Tanıştığımız yerde güzel ağaçlar hatırlıyorum. Genzimizden akıttığımız sonsuz ve coşkun bir su. Çubuk krakerimizi nereden aldığımızı hatırlamıyorum, ama dünyada hastaneye bakıp da güzel olan nadir yerlerden biriydi. Bir bayırı koşarak çıkardık her kırk dakikada bir. Senin hiç arkadaş olamadığını söylediğin o kızla salkım söğüt yıkamıştık bir keresinde. Söğüt Dede. Evet böyle bir ismi vardı. Karıncaların ağaçta yürümesi korkunç bir şeydi o zaman ve biz sahip olduğumuz her şey çok temiz olsun istiyorduk. 
Sahip olduğumuz her şey çok temiz olsun.
Değişmeyen bir sürü şey görüyorum şimdi yer edinemeyip de kenarına ilişmeye çalıştığım şu dünya parçası üzerinde. 
Yıkayamadığım kirleri var bazı şeylerin. Yıkayıp da akıtamadığım. Ama hep temiz olsun istediğim.
Uzun uzun susardım.
Uzun uzun susuyorum.
Baktığım bir çift göz beni o ağaçların arasına götürüyor mu emin değilim, ama hâlâ benim kaçtığım rüyalarla senin bilimkurgu senaryolarının kesiştiği bir yer var, ve muhtemel ki on bir yaşında.
Yanındayken büyümemi engelleyen bir şey var. Oysa temizleyemediğim bir sürü şey arasında öyle yaşlanıyorum ki..

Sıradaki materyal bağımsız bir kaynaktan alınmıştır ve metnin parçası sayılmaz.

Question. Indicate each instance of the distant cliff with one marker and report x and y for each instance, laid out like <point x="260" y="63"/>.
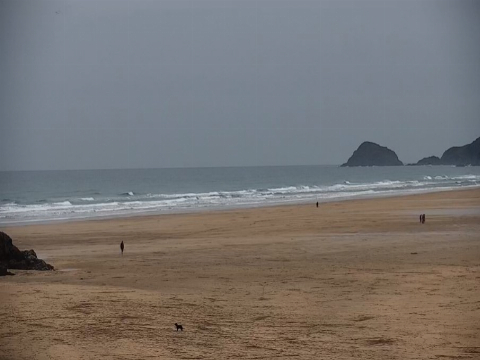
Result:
<point x="431" y="160"/>
<point x="371" y="154"/>
<point x="463" y="155"/>
<point x="457" y="155"/>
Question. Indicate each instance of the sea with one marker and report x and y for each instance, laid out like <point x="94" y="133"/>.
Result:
<point x="46" y="196"/>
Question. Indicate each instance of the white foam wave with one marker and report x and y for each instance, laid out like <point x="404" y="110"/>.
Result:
<point x="245" y="197"/>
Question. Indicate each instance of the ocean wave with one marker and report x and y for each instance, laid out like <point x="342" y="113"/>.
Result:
<point x="130" y="203"/>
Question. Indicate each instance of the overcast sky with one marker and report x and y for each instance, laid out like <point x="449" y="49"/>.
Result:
<point x="128" y="84"/>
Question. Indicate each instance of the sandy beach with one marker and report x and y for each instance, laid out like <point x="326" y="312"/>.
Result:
<point x="359" y="279"/>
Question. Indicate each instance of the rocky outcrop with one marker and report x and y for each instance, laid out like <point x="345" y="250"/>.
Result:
<point x="371" y="154"/>
<point x="463" y="155"/>
<point x="13" y="258"/>
<point x="431" y="160"/>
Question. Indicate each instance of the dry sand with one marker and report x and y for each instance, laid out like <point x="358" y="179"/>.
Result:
<point x="350" y="280"/>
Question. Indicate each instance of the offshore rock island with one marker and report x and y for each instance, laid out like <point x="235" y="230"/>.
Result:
<point x="371" y="154"/>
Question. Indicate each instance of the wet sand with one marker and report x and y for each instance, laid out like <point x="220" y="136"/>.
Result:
<point x="360" y="279"/>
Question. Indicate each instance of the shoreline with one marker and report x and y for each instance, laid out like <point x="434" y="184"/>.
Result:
<point x="221" y="208"/>
<point x="359" y="277"/>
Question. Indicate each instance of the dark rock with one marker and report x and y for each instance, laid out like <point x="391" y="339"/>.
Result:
<point x="4" y="271"/>
<point x="12" y="258"/>
<point x="431" y="160"/>
<point x="463" y="155"/>
<point x="371" y="154"/>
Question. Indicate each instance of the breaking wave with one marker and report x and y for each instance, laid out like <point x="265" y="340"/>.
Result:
<point x="131" y="203"/>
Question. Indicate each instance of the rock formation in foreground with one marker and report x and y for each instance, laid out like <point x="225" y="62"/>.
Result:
<point x="371" y="154"/>
<point x="12" y="258"/>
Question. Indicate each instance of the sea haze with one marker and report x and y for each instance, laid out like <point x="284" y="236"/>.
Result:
<point x="39" y="196"/>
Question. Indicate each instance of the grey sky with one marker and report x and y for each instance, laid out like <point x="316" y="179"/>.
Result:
<point x="113" y="84"/>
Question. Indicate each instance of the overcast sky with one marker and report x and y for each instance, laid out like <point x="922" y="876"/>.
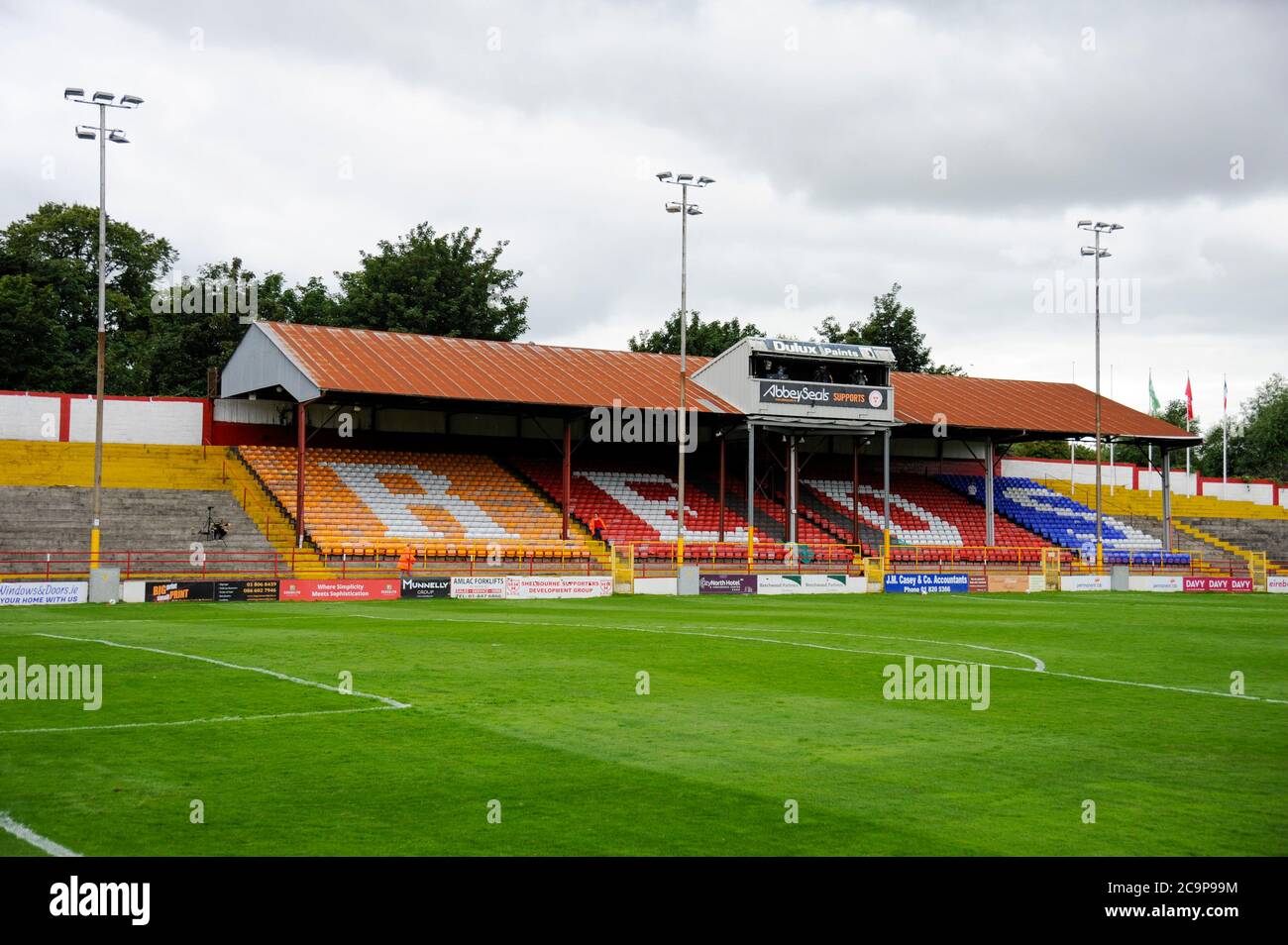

Mutsuz olduğumu söylemem incitiyor bir şeyleri, bunu görebiliyorum. Ağaçları olmasa da gölgelerini seziyorum bakışında. "Deme öyle..." deyişinde hışırtısı var yaprakların. Bir güz öğleden sonrası gibi masaya dökülenlerin sesleri. Dürüstçe susma, dürüstçe konuşma çabamın arkasından illa ki bir mutsuzluk bırakmam aramızdaki mesafede kalp kırıyor. Yapacak bir şeyim olsa, böylesini tercih etmezdim. Büyümeyi etmeyeceğim gibi. Yaşlanmayı, çürümeyi. Suskunken sesimi tamamen yitirmeyi. Bir şeyleri gönlümce, dolu dolu, "şunu istiyorum" diyememem de hissediyorsun ya, büyük bir kayıptan. Hiçbir şeyin fark etmediği bu yere sen taşıma kendini. Bir şeyleri arzu etmek sağlıklı bir şey. Ve ben pek sağlıklı sayılmam. Yine de yanındayken hissettirmemeye gayret ettiğim bir on beş yıl var. İç geçirdiğin onlarca anın ardında ne aramam gerektiğini bilmiyorum. Sadece yaşayan bir şeyler olduğunu kestiriyorum, belki de buna inanmak istiyorum. Benim ölülerim ve senin yaşattıkların. Kaçtığın konularla baskınlar düzenlemek istemiyorum kalbine. Bunu yapmayı sevmem. Bazı perdeler kendiliğinden açılır, bazısı bir ömür öyle kalır. Tozlanması gerekiyorsa tozlanır. Belki de böyle olmamalıdır. Ben yolunu bilmiyorumdur. Bilmek istemiyorumdur ya da. Veya nasıl ki sen cevabımın olmadığı soruları sormuyorsan ben de zaten yitik olan kelimelerimin sakatlığıyla engelli bir koşuya çıkmayı gereksiz buluyorumdur. 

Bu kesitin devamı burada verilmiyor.